Where I live in the Andes of South America, May, June and July are some of the coldest months of the year. Temperatures do not drop nearly as low as they do in Minnesota where I was born and raised, but at a higher altitude 30 degree nights can still feel pretty cold.
In the past year, my partner and I have made an intentional shift in our lives and work to farming and caring for the Earth.
I had spent years farming in a semi-urban environment in a local community garden where I lived and served but my role was primarily one of collaboration and my connection to the land was mostly regulated to day time hours. Not to mention that the semi-urban environment didn't offer the same connection to the wild that I now find in farming in a more rural area.
Now that I am making farming more of a priority in my life and work, my consciousness and connection to the Earth and nature's cycles is radically transforming.
Every day of working with the land makes me more aware of the changing temperatures and seasons, the sounds of insects and animals, the smells of plants and flowers and the cycles of the moon.
For the first time this year, I felt myself aware of the winter solstice and the coming changes in daylight and temperatures months in advance.
And of course, my body, my mind and my Spirit resisted.
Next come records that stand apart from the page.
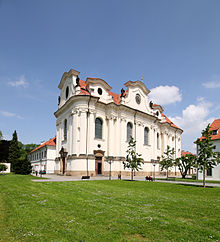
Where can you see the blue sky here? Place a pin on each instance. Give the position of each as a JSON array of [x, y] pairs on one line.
[[175, 45]]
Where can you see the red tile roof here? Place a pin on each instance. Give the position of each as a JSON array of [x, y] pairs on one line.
[[51, 142], [214, 126], [170, 122]]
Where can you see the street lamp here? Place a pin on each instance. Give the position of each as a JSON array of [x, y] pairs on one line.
[[110, 160], [154, 162]]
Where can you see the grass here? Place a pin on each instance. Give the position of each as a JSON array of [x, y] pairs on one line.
[[106, 211], [187, 180]]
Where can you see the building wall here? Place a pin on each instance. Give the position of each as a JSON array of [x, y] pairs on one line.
[[80, 111], [8, 170], [216, 169], [43, 159]]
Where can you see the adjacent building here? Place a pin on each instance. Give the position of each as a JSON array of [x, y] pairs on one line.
[[43, 157], [94, 125], [213, 173]]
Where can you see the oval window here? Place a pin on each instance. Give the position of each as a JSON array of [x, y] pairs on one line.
[[138, 99], [100, 91]]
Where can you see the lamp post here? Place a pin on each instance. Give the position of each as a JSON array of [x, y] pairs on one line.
[[154, 162], [110, 160]]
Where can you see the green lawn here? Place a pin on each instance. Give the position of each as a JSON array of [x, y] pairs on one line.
[[188, 180], [106, 211]]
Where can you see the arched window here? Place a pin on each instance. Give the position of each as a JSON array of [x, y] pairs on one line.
[[98, 128], [129, 131], [146, 136], [65, 129], [158, 141]]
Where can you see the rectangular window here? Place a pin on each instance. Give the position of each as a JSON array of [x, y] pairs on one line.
[[209, 172]]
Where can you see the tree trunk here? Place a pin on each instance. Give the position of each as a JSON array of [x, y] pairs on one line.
[[132, 174], [204, 176]]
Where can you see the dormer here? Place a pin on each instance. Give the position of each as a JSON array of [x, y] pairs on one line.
[[136, 96], [67, 86], [157, 111], [99, 88]]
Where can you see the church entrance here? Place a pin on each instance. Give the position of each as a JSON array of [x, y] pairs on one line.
[[98, 165]]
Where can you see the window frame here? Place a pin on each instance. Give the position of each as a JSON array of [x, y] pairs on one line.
[[146, 136], [98, 128], [65, 129]]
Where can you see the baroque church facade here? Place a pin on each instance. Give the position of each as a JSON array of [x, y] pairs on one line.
[[94, 125]]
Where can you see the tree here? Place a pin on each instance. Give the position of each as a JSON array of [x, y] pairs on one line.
[[3, 167], [133, 159], [206, 157], [184, 163], [167, 159], [26, 167], [14, 154]]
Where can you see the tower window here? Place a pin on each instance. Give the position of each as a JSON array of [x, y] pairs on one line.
[[129, 131], [100, 91], [146, 136], [65, 129], [67, 92]]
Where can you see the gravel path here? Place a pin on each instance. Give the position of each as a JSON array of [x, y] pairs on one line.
[[57, 178]]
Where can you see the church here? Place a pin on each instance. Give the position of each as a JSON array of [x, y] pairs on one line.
[[94, 126]]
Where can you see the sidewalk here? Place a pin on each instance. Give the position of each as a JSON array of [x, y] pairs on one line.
[[57, 178]]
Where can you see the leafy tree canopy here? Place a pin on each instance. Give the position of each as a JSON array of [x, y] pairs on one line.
[[184, 163], [207, 158], [133, 159], [167, 159]]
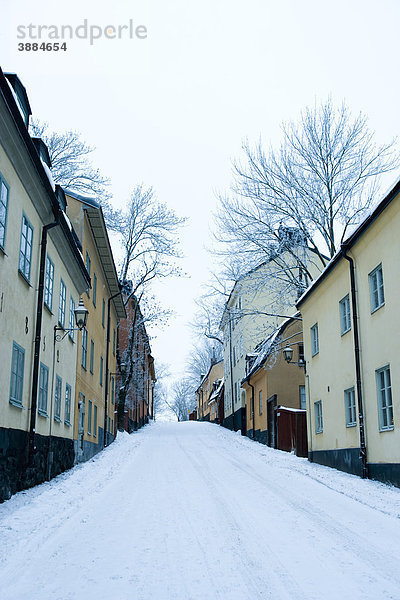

I grew up in the city and my work did not necessarily depend on the change in seasons as my experiences with farming do now.
This year, as nights grew longer and temperatures grew colder, I resisted. I wanted to keep farming, keep producing, keep working though the natural cycles all around me were calling me to slow down.
I raged as I watched frost burn our crops. I dealt with anxiety as I ended each day feeling like I had not accomplished quite enough. My relationship struggled as I picked fights with my partner, unable to settle into a new rhythm, unable to slow down, forcing myself to meet my own unrealistic expectations despite the natural forces shifting all around me.
I also started paying closer attention to the moon and the night sky. I started to open my heart to the call to rest, echoing in my head. It finally occurred to me that I was fighting a losing battle.
Who was I to think that I could out do Mother Earth? Who was I to think that I could resist her cycles, her rhythm, her wisdom? Why was I exhausting myself when I could just surrender and rest?
And then a cricket arrived and set up camp right outside my window and his beautiful song soothed my anxieties night after night as I contemplated this call to surrender, to slow down, to learn to rest in Mother Earth's rhythm.
I decided to learn to listen, not only to his song, but to the many signs all around me calling me to rest.
This watercolor painting is a product of that process.
For so many reasons, I still deal with anxiety and insecurity and a compulsive wish to keep working, keep proving myself, keep moving. But I am also learning. I am learning from the natural rhythms and cycles all around me that embrace the ebb and flow, the highs and lows, the light and dark, death and new life.
I am learning to grow in humility. I am learning to see myself as a tiny part of a universal mystery much more expansive than I could ever imagine. And I am realizing little by little that our finite systems and institutions that drive an unnatural insistence on unlimited growth and production (i.e. capitalism) are not only destroying our Earth but they are chipping away at our humanity and our inherent connection and dependence on the Earth.
"Rest In Her Rhythm" is a watercolor painting created out of the desire for growth.
I desire to grow in humility and learn to live according to the natural cycles available to guide me. My hope is that this painting can serve as a reminder for me and anyone else who shares that desire for learning to rest, to slow down and live according to Mother Earth's rhythm.